Pavillon von Dan Graham auf dem Gelände des Heizkraftwerks Berlin-Mitte, 1999 (Foto: Bewag AG)

 

Weithin bekannt wurde Dan Graham mit seiner Werkreihe »Homes for America« (1966–1967). Die Fotografien wurden zusammen mit einem Essay zunächst im New Yorker Arts Magazine abgedruckt. Die Arbeit war eine Auseinandersetzung mit den Suburbs der amerikanischen Großstädte und ihren standardisierten Bauten – man könnte wohl auch von Instant-Architektur sprechen. Sie lässt sich durchaus auch als Gesellschaftskritik lesen. Dass Graham »Homes for America« in einer Zeitschrift platzierte statt im Museum, war dabei kein Zufall. Denn was heute als eines der ersten Beispiele konzeptueller Kunst rezipiert wird, war eigentlich als Aktion gegen die Galerie als Präsentationsraum gedacht. Nach dem Philosophiestudium hatte Graham sich nämlich kurz als Galerist versucht und dabei gelernt, dass Arbeiten, die in der Fachpresse keine Beachtung finden, irrelevant sind. Was nicht als Foto reproduziert und von Kritikern besprochen werde, erlange kaum den Status der Kunst, schrieb er. 
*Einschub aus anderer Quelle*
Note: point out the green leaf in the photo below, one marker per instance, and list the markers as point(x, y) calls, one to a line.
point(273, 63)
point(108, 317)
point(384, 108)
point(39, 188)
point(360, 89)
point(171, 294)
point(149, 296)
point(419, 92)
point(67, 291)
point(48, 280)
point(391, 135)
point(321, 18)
Interessant an Graham war auch seine Nähe zur Architektur. Mit seiner Frau unternahm er zahlreiche Reisen, um Gebäude zu besichtigen. Tickets und Einladungen zu bekommen, sei das Privileg eines erfolgreichen Künstlers, meinte er mit einem verschmitzten Lächeln. Er besuchte das Haus Müller in Prag von Adolf Loos. Auch mit Ludwig Mies van der Rohe setzte er sich auseinander. Die Arbeiten von Atelier Bow-Wow und von Itsuko Hasegawa begeisterten ihn. Möglich, dass seine eleganten Konstruktionen aus Stahl und Spiegelglas auch mit seiner Wertschätzung für die japanische Architektur in Zusammenhang standen. Trotz seiner Leidenschaft für die Disziplin wollte Dan Graham allerdings nie selber Architekt werden. Er arbeite lieber im Feld zwischen Kunst und Architektur, sagte er einmal.

 

Dan Graham, »Gate of Hope«, Stuttgart, 1993 (Foto: Pjt56 via Wikimedia Commons, CC BY-SA 4.0)
»Art is about humor.«

Dan Graham

 

Dan Graham meinte übrigens, man solle niemals eine Karriere als Künstler planen. Denn wer das tue, produziere unweigerlich langweilige Arbeiten. Humor und Emotion, sagte er, seinen für die Kunst essenziell. Aber teils sei seine Kunst auch ein durchaus aggressives Abarbeiten an Werken, die ihm missfallen. Neben der Kunst schrieb Dan Graham klug und leidenschaftlich über verschiedenste Themen. Er war überaus reflektiert und beeindruckend vielseitig interessiert. Zu seinem Œuvre gehörten auch Performances und Videos. Offen sprach er über seine Arbeit und seine Inspirationsquellen. Mit ihm ist einer der wichtigsten Vertreter der Konzeptkunst gestorben. Sein Tod ist ein Verlust nicht nur für die Kunst, sondern auch für die Architektur, die er so sehr schätzte.